How is it then that certain external things are said to be natural, and other contrary to Nature?
Why, just as it might be said if we stood alone and apart from others. A foot, for instance, I will allow it is natural should be clean. But if you take it as a foot, and as a thing which does not stand by itself, it will beseem it (if need be) to walk in the mud, to tread on thorns, and sometimes even to be cut off, for the benefit of the whole body; else it is no longer a foot. In some such way we should conceive of ourselves also. What art thou?—A man.—Looked at as standing by thyself and separate, it is natural for thee in health and wealth long to live. But looked at as a Man, and only as a part of a Whole, it is for that Whole’s sake that thou shouldest at one time fall sick, at another brave the perils of the sea, again, know the meaning of want and perhaps die an early death. Why then repine? Knowest thou not that as the foot is no more a foot if detached from the body, so thou in like case art no longer a Man? For what is a Man? A part of a City:—first of the City of Gods and Men; next, of that which ranks nearest it, a miniature of the universal City. . . . In such a body, in such a world enveloping us, among lives like these, such things must happen to one or another. Thy part, then, being here, is to speak of these things as is meet, and to order them as befits the matter.
LVII
That was a good reply which Diogenes made to a man who asked him for letters of recommendation.—“That you are a man, he will know when he sees you;—whether a good or bad one, he will know if he has any skill in discerning the good or bad. But if he has none, he will never know, though I write him a thousand times.”—It is as though a piece of silver money desired to be recommended to some one to be tested. If the man be a good judge of silver, he will know: the coin will tell its own tale.
LVIII
Even as the traveller asks his way of him that he meets, inclined in no wise to bear to the right rather than to the left (for he desires only the way leading whither he would go), so should we come unto God as to a guide; even as we use our eyes without admonishing them to show us some things rather than others, but content to receive the images of such things as they present to us.
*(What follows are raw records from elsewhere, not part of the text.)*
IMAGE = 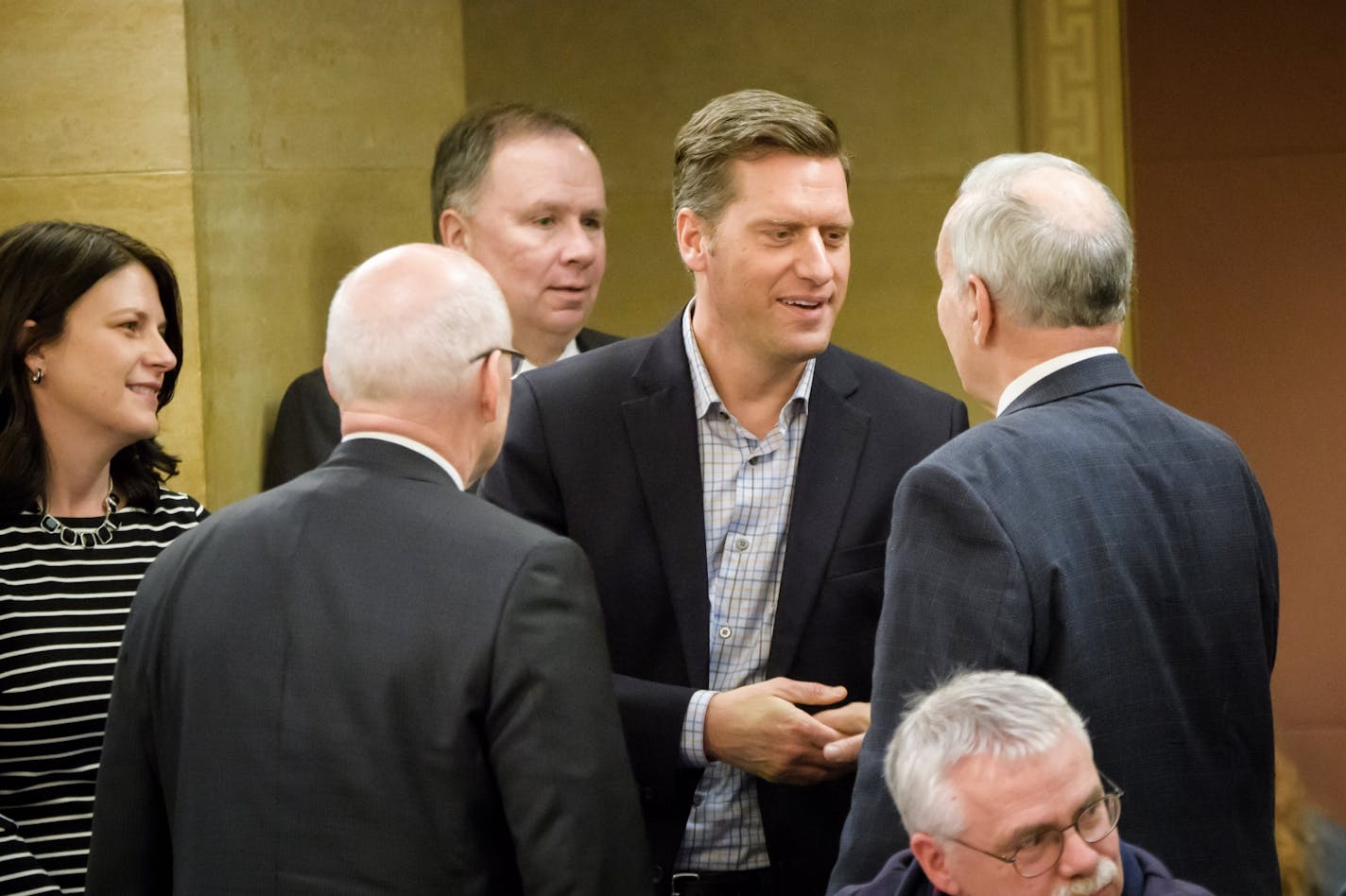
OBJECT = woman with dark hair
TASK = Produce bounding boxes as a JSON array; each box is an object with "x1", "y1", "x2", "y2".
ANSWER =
[{"x1": 0, "y1": 222, "x2": 204, "y2": 893}]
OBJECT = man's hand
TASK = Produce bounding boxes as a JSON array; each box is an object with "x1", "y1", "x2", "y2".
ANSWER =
[
  {"x1": 705, "y1": 678, "x2": 870, "y2": 784},
  {"x1": 813, "y1": 702, "x2": 870, "y2": 771}
]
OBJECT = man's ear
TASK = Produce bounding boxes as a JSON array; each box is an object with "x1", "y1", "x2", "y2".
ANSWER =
[
  {"x1": 475, "y1": 352, "x2": 509, "y2": 422},
  {"x1": 439, "y1": 209, "x2": 471, "y2": 254},
  {"x1": 911, "y1": 835, "x2": 962, "y2": 896},
  {"x1": 674, "y1": 209, "x2": 714, "y2": 272},
  {"x1": 968, "y1": 274, "x2": 996, "y2": 347},
  {"x1": 323, "y1": 352, "x2": 340, "y2": 404}
]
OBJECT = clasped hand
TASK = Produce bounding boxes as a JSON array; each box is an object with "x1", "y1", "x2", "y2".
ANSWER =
[{"x1": 705, "y1": 678, "x2": 870, "y2": 784}]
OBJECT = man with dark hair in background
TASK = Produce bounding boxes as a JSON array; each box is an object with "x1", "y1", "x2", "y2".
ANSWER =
[
  {"x1": 482, "y1": 90, "x2": 968, "y2": 896},
  {"x1": 263, "y1": 104, "x2": 616, "y2": 489}
]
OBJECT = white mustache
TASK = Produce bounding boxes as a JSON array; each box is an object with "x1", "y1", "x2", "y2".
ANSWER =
[{"x1": 1051, "y1": 858, "x2": 1117, "y2": 896}]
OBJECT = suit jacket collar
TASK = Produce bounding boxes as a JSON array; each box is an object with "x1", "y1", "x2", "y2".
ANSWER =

But as it is we stand anxiously watching the victim, and with the voice of supplication call upon the augur:—“Master, have mercy on me: vouchsafe unto me a way of escape!” Slave, would you then have aught else then what is best? is there anything better than what is God’s good pleasure? Why, as far as in you lies, would you corrupt your Judge, and lead your Counsellor astray?
LIX
God is beneficent. But the Good also is beneficent. It should seem then that where the real nature of God is, there too is to be found the real nature of the Good. What then is the real nature of God?—Intelligence, Knowledge, Right Reason. Here then without more ado seek the real nature of the Good. For surely thou dost not seek it in a plant or in an animal that reasoneth not.
LX
Seek then the real nature of the Good in that without whose presence thou wilt not admit the Good to exist in aught else.—What then? Are not these other things also works of God?—They are; but not preferred to honour, nor are they portions of God. But thou art a thing preferred to honour: thou art thyself a fragment torn from God:—thou hast a portion of Him within thyself. How is it then that thou dost not know thy high descent—dost not know whence thou comest? When thou eatest, wilt thou not remember who thou art that eatest and whom thou feedest? In intercourse, in exercise, in discussion knowest thou not that it is a God whom thou feedest, a God whom thou exercisest, a God whom thou bearest about with thee, O miserable! and thou perceivest it not. Thinkest thou that I speak of a God of silver or gold, that is without thee? Nay, thou bearest Him within thee! all unconscious of polluting Him with thoughts impure and unclean deeds. Were an image of God present, thou wouldest not dare to act as thou dost, yet, when God Himself is present within thee, beholding and hearing all, thou dost not blush to think such thoughts and do such deeds, O thou that art insensible of thine own nature and liest under the wrath of God!